Computational Study on the Bridging Vein Rupture of Blast-Induced Traumatic Brain Injury Using a Numerical Human Head Model (original) (raw)
Abstract
ABSTRACT The occurrence of blast-induced traumatic brain injury (bTBI) in people serving in battle environments is dramatically high. The blast front, or leading edge of the shock wave is a brief, acute overpressure wave that travels supersonically with a magnitude that is several times higher than that of ambient. The shock wave propagates through the human head and injures intracranial tissues. Classical neuropathologic signs of bTBI include cerebral contusion, diffuse axonal injury, subdural hematoma (SDH) and subarachnoid hematoma, of which subdural hematoma is the most dominating sign of bTBI. Here, computational finite element (FE) modeling is used to investigate the mechanical process of bTBI. The overall goal of the present study is to find the injury threshold of the SDH injury due to bTBI, by investigating the biomechanical response of the bridging veins in the human brain under shock wave loading that originates from detonation. This research mainly develops a basic FE human head model which consists of skull and parts of the brain.
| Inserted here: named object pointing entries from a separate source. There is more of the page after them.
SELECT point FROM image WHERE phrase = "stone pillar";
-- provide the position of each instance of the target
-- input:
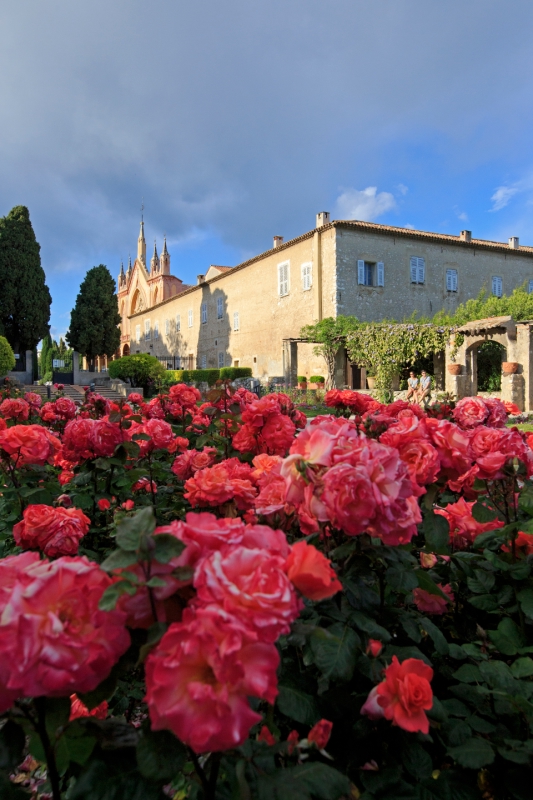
(438, 371)
(513, 389)
(76, 368)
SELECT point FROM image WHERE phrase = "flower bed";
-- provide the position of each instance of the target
(223, 600)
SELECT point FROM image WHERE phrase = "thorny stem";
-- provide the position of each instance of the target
(53, 774)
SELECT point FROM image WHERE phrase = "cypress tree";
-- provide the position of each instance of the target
(94, 319)
(24, 296)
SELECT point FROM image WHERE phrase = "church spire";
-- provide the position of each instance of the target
(154, 264)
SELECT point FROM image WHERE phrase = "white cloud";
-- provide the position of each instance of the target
(502, 195)
(367, 204)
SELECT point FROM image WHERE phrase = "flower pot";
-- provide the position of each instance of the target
(509, 367)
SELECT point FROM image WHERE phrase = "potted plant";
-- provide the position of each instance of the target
(454, 369)
(509, 367)
(371, 378)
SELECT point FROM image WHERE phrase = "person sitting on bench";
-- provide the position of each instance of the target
(412, 387)
(425, 387)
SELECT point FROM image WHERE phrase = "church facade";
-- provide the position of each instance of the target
(251, 315)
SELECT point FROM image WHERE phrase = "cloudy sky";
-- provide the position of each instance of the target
(241, 119)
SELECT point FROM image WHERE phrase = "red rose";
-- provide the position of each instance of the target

The geometric models of skull and brain are developed from segmentations of magnetic resonance imaging (MRI) files of a real human head. The boundary conditions on the neck and head are modeled as a displacement-fixed condition. The numerically simulated blast waves are applied on the human head model as external loading conditions. The internal response in the subarachnoid space is used as loadings on the bridging vein submodel. The maximum principal stress of the bridging vein is used to determine the whether there is failure of the bridging vein, thus estimating the “injury threshold” of SDH in bTBI. Results show that 150g TNT blast of 1 meter away from the head can result in a high possibility of SDH occurrence.